«Последние новости». 1936–1940 (Адамович) - страница 238

Тут с того момента, как произнесено это слово, не место больше никаким насмешкам, никакому эмигрантскому высокомерию. Если некоторым советским писателям кажется, что они разрешили самый «проклятый» из проклятых вопросов, рано или поздно они увидят, что это еще не совсем так. Но всякая попытка достойна внимания — тем более что у нас даже и попытки кончились… А именно в том, что составляло основу послереволюционного русского жизнеощущения, именно в опыте «масс», взятом в его очищенном, возвышенном, лишенном механического оттенка виде, было как будто кое-что такое, что смутно обещало возможность решения. По крайней мере Лев Толстой, великий специалист в этом деле, успокоился лишь на приблизительно таком ответе.

Советская литература неизбежно должна была задеть тему смерти. Ну, раньше была революционная горячка, энтузиазм, горизонты, битвы — и для таких раздумий не оставалось времени. Ум был занят другим. Но теперь настала «счастливая жизнь». Успехи и достижения. Дружба объединенных народов. Общий труд на общее благо. Но что если хоть одному из «трудящихся» придет в голову то, что приходило людям в голову, с тех пор как мир стоит: к чему работать, бороться, волноваться, если… всякий сам знает, что «если». Убийца Столыпина Богров нашел перед виселицей формулу, отчетливо резюмирующую такие размышления: «жизнь — это всего лишь тысяча съеденных котлет».

Ивану Ильичу было ужасно тяжело и очень страшно умирать. Конечно, революция произошла без всякой связи с его смертью — и никаким «преодолением» ее озабочена не была, что бы ни фантазировал на эту тему марксист-декадент Луначарский. Но уже раз революция произошла, раз она перевернула все вверх дном и камня на камне не оставила, не скажется ли ее действие и в этой области? Если человек так ошеломлен и подавлен смертью, значит, несомненно, в его жизни что-то было неладно, не «нормально». Смерть — во всей природе. Назвать ненормальной ее — безумие. Значит, надо искать корень зла в себе. Толстой с недопускающей колебаний ясностью так и поставил вопрос. Революция, на высотах своих всегда мечтающая окончательно упорядочить мир и жизнь, не могла не заметить того, без чего никакой прочный порядок не мыслим.

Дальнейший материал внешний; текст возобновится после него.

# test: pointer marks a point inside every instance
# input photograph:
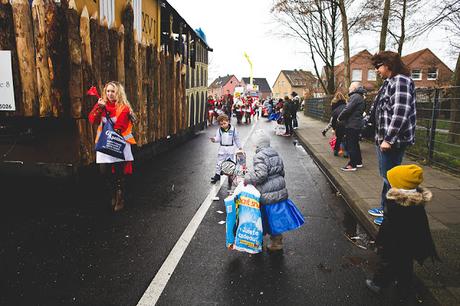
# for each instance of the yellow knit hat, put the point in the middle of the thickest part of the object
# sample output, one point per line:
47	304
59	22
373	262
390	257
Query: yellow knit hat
405	177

Не помню точно, были ли в бухаринской «Азбуке коммунизма» и других катехизисах такого рода какие-либо указания насчет этого. Но были или не были — не о них речь. Много важнее те отдельные поиски ответа, пусть и в согласии «с общим духом времени», — которые отражены в творчестве. Если «дух времени», освобожденный от правительственных внушений, диктует доверие к жизни, примирение с жизнью как основную литературную тему, то мог ли он игнорировать и примирение со смертью? Но как с ней примириться — в особенности отвергнув a priori все потусторонние обещания и утешения? Легко сказать, что толстовский Иван Ильич был неврастеником и интеллигентом. Труднее на этом успокоиться.